SARS, a life-threatening respiratory illness, first appeared in late 2002. By February 2003, Guangdong Province, China, was in the grip of a SARS epidemic, and public-health officials were predicting that millions of people might become infected. The rapid implementation of effective containment efforts averted this new threat to human health, and, in the end, only 8,098 people became ill. SARS-CoV, a single-stranded RNA virus, was isolated in March 2003 and its genome sequenced by May 2003. Since then, researchers have intensively studied the virus, hoping to identify targets for antiviral therapeutics. Jonathan Dinman and colleagues now describe a new RNA structural motif in the SARS-CoV genome that may provide such a target.

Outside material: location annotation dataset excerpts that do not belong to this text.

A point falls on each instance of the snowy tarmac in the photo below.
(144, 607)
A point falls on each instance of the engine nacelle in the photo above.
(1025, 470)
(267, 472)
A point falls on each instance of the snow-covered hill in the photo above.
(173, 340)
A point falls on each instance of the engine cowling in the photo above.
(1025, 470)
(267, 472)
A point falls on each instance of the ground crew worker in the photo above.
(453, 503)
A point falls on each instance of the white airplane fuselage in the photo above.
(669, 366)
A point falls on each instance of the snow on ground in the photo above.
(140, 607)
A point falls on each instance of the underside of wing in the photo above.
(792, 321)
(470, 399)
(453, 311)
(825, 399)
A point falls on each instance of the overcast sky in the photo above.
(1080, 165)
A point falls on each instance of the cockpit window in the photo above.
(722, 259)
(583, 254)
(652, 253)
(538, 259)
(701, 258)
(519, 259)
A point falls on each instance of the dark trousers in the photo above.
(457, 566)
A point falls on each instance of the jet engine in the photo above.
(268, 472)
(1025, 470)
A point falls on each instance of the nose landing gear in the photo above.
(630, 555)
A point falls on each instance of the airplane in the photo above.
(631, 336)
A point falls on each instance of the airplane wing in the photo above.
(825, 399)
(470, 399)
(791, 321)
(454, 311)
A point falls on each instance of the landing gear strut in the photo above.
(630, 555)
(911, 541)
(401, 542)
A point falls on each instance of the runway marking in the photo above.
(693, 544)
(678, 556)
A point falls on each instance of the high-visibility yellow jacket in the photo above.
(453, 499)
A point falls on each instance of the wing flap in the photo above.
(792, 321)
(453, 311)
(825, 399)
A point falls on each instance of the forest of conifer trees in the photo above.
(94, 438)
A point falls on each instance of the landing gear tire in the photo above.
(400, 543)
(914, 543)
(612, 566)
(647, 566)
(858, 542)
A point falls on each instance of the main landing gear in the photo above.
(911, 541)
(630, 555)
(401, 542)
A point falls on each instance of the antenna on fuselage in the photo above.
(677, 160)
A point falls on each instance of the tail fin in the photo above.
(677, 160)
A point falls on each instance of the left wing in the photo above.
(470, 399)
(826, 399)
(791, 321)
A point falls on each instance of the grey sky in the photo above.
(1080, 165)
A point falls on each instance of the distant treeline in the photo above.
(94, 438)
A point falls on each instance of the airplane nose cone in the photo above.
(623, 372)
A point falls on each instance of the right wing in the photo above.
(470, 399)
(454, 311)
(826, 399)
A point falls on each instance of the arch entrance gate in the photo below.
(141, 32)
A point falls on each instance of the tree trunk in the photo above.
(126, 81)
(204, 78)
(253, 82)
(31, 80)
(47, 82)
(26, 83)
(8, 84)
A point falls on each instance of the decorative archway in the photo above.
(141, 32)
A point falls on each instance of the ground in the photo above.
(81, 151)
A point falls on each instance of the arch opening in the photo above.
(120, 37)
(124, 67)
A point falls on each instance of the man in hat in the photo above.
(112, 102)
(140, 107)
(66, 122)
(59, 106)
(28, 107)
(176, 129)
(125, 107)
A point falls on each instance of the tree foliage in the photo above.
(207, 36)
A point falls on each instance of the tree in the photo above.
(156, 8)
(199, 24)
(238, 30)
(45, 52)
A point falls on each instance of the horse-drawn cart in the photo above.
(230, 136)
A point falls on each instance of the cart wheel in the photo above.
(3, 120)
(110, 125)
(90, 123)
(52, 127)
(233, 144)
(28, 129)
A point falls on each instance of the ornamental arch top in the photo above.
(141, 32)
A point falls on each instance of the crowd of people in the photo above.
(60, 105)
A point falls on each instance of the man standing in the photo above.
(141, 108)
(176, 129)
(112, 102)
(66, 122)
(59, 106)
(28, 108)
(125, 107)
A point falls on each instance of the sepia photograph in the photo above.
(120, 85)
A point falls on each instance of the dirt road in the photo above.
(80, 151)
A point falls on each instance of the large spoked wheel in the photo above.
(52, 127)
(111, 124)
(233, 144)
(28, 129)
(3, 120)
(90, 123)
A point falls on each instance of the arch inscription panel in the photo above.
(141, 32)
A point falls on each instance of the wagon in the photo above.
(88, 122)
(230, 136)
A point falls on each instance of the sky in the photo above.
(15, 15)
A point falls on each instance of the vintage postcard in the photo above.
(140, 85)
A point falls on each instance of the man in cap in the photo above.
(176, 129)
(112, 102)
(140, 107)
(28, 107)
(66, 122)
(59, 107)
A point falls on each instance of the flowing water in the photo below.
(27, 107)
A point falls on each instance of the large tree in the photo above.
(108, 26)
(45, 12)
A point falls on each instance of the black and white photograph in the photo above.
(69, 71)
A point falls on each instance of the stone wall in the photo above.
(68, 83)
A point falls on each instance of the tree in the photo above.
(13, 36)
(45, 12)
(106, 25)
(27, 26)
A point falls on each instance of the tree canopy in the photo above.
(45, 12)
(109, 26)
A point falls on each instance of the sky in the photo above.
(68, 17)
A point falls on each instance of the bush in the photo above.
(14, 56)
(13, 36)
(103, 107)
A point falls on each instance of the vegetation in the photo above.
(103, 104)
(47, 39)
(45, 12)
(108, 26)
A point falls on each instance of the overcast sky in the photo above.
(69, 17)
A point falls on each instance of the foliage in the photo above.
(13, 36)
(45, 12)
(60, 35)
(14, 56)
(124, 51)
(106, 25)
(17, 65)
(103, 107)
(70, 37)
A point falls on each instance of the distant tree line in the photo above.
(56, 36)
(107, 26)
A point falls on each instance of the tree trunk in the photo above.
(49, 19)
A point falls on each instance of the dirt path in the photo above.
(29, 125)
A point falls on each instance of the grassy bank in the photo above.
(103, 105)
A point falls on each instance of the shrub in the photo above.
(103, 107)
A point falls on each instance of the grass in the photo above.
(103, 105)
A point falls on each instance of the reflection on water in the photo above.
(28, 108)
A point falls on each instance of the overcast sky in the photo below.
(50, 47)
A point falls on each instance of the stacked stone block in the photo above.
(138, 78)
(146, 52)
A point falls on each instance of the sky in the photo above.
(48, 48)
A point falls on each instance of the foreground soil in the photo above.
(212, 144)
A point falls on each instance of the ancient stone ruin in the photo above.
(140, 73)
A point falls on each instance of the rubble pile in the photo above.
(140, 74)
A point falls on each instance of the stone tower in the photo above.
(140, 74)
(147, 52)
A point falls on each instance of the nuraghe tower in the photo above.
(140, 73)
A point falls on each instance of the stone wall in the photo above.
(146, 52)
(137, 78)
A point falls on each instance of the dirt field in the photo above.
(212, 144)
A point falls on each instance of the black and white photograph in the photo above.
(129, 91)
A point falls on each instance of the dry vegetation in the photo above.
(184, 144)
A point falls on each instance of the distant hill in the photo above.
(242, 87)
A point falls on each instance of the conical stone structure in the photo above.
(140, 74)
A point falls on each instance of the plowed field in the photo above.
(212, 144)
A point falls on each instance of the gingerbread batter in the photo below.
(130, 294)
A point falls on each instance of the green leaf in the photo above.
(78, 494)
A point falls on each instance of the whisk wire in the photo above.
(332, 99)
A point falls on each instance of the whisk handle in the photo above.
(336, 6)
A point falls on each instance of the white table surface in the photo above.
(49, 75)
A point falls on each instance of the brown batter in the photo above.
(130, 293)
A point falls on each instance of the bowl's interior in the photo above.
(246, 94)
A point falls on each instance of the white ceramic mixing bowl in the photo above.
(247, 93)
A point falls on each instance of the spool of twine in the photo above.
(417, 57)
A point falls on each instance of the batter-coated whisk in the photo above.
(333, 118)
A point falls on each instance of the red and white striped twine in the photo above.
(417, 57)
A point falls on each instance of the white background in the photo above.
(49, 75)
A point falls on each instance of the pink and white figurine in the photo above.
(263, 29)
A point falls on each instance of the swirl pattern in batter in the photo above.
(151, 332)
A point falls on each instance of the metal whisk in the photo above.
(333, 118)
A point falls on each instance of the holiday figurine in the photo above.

During protein synthesis, molecular machines called ribosomes move along mRNA molecules, translating nucleotide triplets into amino acids. In human cells, the ribosomes usually hook onto the start of an mRNA and decode each triplet in turn. However, viral mRNAs often contain special signals that tell the ribosomes to change register or “frameshift.” This allows viruses to coordinate gene expression from overlapping coding sequences, and it ensures that the correct ratios of enzymatic and structural proteins are made.
ORF1a and ORF1b are overlapping, out-of-frame coding sequences within the SARS-CoV genome. Each encodes a polyprotein—a large protein that is cleaved into smaller, functional proteins. Polyprotein 1a is translated directly from ORF1a; the fused polyprotein 1a/1b is produced by programmed −1 ribosomal frameshifting in which the ribosome slips back one nucleotide at a special signal within the mRNA. Like other frameshift signals, the SARS-CoV signal contains a pseudoknot, a stable mRNA structure. Pseudoknots generally contain two stems, in which complementary nucleotides form double-stranded RNA, and two or three loops of unpaired nucleotides. Because the mRNA strand passes over and behind itself to form the stems, the whole structure looks like a small knot of the kind that would unravel if its two ends were pulled.
Unexpectedly, a computational analysis undertaken by Dinman and his colleagues reveals that the pseudoknot in the SARS-CoV frameshift signal contains three stems. The researchers provide further evidence for this novel structure by finding potential three-stemmed pseudoknots in the frameshift signals of other coronaviruses and by doing biochemical and structural NMR studies on the SARS-CoV signal. They also show that the SARS-CoV frameshift signal behaves like other viral frameshift signals in several frameshifting assays, and their mutagenesis studies indicate that specific sequences and structures within stem 2 of the pseudoknot are needed for efficient frameshifting.
The exact role of the extra stem in the SARS-CoV frameshifting signal remains to be determined, but the researchers speculate that it could help to regulate the exact ratio of polyprotein 1a to 1a/1b. The current results also suggest that the three stems may fold back on one another to from a complex globular RNA structure. The elucidation of this structure by high-resolution NMR, the researchers say, should facilitate the rational development of therapeutic agents designed to interfere with SARS-CoV programmed −1 ribosomal frameshifting and should also increase our understanding of how pseudoknots stimulate frameshifting.